More and more, it seems like Condon might just be a difference-maker, and in the positive sense this time around.
Greiss blanks Stars as Isles win in first game of post-Capuano era
The New York Islanders began the Doug Weight era in the same way Jack Capuano’s ended: with a shutout.
Yeah, it’s easy to forget that the Islanders actually won their last game under Capuano, consider all that’s happened since.

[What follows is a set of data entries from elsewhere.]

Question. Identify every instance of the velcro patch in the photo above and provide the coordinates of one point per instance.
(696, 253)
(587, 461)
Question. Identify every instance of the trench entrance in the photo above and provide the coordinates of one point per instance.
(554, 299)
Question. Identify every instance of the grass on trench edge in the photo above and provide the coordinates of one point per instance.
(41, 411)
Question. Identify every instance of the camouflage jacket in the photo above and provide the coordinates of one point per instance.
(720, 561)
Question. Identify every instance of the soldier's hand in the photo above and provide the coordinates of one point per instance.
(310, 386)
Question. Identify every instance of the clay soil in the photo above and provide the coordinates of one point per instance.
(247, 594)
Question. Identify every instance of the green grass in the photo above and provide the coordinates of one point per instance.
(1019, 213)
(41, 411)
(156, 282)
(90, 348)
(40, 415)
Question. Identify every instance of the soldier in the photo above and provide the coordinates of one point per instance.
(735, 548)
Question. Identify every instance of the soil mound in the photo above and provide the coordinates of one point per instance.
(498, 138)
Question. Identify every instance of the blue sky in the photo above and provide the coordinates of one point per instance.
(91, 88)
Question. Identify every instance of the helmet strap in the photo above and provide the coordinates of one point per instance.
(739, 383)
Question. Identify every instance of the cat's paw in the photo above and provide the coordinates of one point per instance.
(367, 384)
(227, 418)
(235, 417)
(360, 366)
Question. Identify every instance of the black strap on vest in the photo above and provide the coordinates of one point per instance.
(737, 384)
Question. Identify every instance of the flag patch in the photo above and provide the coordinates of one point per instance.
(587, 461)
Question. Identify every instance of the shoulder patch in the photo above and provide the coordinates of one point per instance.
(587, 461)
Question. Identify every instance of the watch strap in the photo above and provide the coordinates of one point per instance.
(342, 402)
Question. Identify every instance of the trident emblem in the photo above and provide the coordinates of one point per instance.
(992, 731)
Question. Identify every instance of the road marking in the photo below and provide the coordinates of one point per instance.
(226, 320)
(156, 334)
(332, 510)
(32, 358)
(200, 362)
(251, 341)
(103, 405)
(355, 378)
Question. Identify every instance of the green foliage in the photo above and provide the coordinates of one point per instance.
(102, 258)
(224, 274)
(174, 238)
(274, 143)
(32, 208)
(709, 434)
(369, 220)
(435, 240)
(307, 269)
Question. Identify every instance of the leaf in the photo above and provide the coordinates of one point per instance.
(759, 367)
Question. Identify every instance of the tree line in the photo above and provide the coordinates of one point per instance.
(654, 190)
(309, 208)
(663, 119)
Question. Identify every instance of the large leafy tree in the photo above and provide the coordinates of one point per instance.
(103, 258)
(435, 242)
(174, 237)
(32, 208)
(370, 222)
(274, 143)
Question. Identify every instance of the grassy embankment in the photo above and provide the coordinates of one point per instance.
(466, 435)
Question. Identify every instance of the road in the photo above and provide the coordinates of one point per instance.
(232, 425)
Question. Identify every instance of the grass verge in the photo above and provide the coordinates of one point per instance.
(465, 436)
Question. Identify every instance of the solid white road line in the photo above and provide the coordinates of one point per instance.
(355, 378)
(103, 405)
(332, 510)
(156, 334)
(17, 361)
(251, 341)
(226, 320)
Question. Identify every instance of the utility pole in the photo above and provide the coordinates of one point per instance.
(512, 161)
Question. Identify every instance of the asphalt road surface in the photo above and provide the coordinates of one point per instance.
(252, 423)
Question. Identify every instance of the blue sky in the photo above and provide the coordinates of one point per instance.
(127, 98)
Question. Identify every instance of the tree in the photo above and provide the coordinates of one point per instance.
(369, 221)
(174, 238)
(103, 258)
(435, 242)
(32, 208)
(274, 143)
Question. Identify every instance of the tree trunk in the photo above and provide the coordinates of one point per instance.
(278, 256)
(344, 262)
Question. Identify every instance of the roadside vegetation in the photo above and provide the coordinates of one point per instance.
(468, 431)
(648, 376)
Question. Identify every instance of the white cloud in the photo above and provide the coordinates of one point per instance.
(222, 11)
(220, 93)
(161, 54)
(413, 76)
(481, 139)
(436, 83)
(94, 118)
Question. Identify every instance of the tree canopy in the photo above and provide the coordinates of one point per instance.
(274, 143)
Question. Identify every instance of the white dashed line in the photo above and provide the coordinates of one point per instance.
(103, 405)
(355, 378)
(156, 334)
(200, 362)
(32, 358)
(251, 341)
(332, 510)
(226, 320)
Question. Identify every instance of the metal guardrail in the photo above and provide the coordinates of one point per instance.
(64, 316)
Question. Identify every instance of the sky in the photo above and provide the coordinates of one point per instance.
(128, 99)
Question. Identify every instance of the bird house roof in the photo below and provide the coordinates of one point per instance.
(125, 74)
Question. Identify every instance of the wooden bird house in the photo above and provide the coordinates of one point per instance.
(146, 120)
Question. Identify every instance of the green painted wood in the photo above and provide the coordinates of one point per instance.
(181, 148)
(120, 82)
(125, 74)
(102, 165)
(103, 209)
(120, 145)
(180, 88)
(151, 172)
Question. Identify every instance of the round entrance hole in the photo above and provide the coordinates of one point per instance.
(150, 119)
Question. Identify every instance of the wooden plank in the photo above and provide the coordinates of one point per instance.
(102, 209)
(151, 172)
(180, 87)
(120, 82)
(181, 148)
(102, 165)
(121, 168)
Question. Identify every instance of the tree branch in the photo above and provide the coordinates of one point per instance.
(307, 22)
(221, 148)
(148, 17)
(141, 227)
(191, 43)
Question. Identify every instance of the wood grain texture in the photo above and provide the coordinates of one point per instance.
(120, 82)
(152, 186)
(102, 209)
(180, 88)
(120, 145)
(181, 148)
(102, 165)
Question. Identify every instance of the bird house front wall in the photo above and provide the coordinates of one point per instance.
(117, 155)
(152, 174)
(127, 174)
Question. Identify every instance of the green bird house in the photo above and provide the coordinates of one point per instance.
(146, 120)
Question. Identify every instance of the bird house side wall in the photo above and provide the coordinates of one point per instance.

They blanked the Boston Bruins 4-0 on Monday and generated a 3-0 shutout against the Dallas Stars on Thursday. It’s quite a feather in the cap of goalie Thomas Greiss, who owns these back-to-back shutouts.
(It’s worth mentioning that, for all the Bruins’ and Stars’ flaws, they can be very explosive on offense …)
That Monday shutout wasn’t enough for Capuano to save his job, and the Isles still have a long way to go after this encouraging outcome. The East’s second wild card spot still seems like a long shot for Weight & Co.
Even so, the Islanders will take it. They play their next five games at home and seven of eight in Brooklyn, so if there’s ever a time for movement, it would logically come now.